The clafoutis (pronounced klah-foo-TEE) is typically made with black cherries—sometimes with the pits to give it an extra almondy flavor—but I mix it up with plums, berries, or other seasonal fruits. Its simplicity comes from placing the fruit at the bottom of a baking dish and then covering it with a creamy, one-bowl filling, which is transformed into a flan-like cake filled with sweet, burst fruits.
To serve, it is often dusted with powdered sugar and accompanied with whipped cream.
Because wild blackberries seem to be popping up everywhere around our town, I also threw in a cup of those to add some zing to the plum custardy flavor.
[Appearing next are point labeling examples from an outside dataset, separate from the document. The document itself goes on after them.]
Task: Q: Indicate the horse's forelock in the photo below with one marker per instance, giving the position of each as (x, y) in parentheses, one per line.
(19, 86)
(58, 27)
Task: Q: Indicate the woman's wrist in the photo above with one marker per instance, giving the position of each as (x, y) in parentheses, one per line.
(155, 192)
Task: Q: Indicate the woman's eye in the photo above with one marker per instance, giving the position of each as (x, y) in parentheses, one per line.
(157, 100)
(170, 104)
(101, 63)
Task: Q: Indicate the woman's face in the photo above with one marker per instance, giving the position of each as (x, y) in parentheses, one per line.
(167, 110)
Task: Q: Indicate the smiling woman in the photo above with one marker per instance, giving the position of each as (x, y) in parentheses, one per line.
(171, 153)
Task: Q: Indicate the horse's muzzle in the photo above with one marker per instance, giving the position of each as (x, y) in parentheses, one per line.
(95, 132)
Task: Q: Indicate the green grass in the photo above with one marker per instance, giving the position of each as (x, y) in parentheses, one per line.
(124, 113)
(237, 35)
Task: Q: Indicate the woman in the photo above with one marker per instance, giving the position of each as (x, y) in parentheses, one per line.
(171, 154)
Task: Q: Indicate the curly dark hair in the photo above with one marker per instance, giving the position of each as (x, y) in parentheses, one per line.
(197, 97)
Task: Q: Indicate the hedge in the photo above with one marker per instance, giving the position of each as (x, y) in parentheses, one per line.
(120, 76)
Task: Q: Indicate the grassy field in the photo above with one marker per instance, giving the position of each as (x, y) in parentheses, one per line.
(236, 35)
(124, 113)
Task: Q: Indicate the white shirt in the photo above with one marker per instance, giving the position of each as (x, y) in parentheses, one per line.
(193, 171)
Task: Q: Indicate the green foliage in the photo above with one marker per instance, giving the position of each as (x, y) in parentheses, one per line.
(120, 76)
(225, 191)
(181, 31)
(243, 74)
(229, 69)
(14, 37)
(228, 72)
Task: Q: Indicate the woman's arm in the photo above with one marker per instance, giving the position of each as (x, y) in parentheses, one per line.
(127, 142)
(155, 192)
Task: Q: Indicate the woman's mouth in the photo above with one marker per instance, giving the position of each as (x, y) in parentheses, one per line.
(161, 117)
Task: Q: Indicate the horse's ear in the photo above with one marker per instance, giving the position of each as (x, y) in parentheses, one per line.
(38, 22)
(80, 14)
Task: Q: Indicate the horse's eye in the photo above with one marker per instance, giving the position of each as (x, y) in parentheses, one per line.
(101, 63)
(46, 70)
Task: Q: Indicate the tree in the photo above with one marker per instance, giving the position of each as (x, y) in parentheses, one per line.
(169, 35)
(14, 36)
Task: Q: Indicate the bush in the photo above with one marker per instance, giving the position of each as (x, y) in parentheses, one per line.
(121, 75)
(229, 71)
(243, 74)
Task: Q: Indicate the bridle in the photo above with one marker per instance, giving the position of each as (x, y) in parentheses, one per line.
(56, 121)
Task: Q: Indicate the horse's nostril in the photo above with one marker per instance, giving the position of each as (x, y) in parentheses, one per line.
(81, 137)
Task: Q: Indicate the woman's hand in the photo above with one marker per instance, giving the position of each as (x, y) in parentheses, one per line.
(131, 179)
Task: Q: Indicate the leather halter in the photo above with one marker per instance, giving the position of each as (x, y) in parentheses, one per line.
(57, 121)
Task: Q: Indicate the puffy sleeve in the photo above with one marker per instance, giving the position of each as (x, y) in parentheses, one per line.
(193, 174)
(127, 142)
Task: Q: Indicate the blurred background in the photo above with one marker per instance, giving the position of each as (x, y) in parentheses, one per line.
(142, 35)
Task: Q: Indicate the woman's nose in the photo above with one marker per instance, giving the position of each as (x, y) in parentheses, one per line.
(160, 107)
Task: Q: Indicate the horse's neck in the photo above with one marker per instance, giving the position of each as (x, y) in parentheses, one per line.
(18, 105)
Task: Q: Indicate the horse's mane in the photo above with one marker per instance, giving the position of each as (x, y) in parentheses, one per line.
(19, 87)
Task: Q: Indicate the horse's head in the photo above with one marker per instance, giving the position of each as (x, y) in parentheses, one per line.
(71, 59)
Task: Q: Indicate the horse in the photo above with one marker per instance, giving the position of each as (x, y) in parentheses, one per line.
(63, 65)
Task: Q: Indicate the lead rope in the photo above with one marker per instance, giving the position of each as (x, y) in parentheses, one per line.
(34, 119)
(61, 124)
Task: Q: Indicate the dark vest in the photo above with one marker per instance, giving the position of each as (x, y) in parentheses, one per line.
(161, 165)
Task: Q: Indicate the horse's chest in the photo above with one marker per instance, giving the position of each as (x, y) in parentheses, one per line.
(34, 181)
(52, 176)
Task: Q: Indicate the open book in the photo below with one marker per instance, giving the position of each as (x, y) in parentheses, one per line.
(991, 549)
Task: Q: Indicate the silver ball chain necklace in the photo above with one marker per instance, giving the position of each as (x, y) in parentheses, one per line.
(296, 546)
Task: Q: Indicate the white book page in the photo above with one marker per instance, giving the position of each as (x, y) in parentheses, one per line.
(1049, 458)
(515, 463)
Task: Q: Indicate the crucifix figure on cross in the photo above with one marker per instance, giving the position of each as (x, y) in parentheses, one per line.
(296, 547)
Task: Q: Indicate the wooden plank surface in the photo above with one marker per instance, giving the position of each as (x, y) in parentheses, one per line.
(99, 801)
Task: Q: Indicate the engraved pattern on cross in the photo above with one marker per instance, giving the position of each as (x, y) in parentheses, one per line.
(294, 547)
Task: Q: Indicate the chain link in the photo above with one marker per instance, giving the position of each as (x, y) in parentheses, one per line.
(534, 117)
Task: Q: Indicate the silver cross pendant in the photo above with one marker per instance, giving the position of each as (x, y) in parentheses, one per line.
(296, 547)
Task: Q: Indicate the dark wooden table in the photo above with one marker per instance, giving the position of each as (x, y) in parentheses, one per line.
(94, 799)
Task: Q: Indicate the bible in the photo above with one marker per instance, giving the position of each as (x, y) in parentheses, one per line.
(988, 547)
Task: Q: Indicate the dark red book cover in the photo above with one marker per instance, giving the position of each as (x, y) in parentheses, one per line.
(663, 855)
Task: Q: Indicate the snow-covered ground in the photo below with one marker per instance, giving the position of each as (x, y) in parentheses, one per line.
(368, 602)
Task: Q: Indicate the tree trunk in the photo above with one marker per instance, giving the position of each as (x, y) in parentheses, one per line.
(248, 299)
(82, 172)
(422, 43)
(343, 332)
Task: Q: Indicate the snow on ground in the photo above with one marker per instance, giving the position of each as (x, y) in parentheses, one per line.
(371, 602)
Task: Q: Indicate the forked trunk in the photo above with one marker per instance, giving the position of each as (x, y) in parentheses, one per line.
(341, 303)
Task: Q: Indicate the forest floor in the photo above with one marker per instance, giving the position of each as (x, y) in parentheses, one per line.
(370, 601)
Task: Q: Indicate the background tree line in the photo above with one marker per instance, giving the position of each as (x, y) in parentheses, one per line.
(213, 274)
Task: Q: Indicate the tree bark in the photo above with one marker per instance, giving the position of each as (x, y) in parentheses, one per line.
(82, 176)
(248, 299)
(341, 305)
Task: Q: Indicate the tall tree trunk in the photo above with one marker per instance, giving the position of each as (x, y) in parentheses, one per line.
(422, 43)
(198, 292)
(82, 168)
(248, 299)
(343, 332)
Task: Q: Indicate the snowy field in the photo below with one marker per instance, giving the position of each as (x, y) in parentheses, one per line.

Feel free to mix up the fruits, just stick with the ratios for the best balance of fruit to filling.
Mirabelle plum and blackberry clafoutis
Start to finish: 90 minutes
Servings: 4-6
3 large eggs
¼ cup white sugar
¼ cup brown sugar, packed
6 tablespoons unsalted butter, melted and cooled, plus more for greasing the pan
1 cup all-purpose flour
½ teaspoon kosher salt
1 cup oat or almond milk
¼ teaspoon almond extract
½ teaspoon vanilla extract
1 ½ cups Mirabelle plums, pitted
1 cup blackberries
Powdered sugar for dusting
Preheat oven to 400°F (204°C). Butter a 9-inch baking dish or skillet.
In a large bowl, whisk together eggs, white sugar, and brown sugar until pale yellow. Slowly add the melted and cooled butter until evenly combined. Gradually add the flour and salt and whisk until the batter is smooth.
Slowly pour in the milk, whisking until smooth and shiny. Add almond and vanilla extracts and stir to combine.
Place the pitted plums and blackberries in the buttered baking dish or skillet. Pour the batter evenly over the fruit.
Bake 25 to 30 minutes, until lightly browned, turning halfway through for even cooking. Remove from the oven and let sit at least 15 minutes before dusting with powdered sugar. Serve and dollop with whip cream, if desired.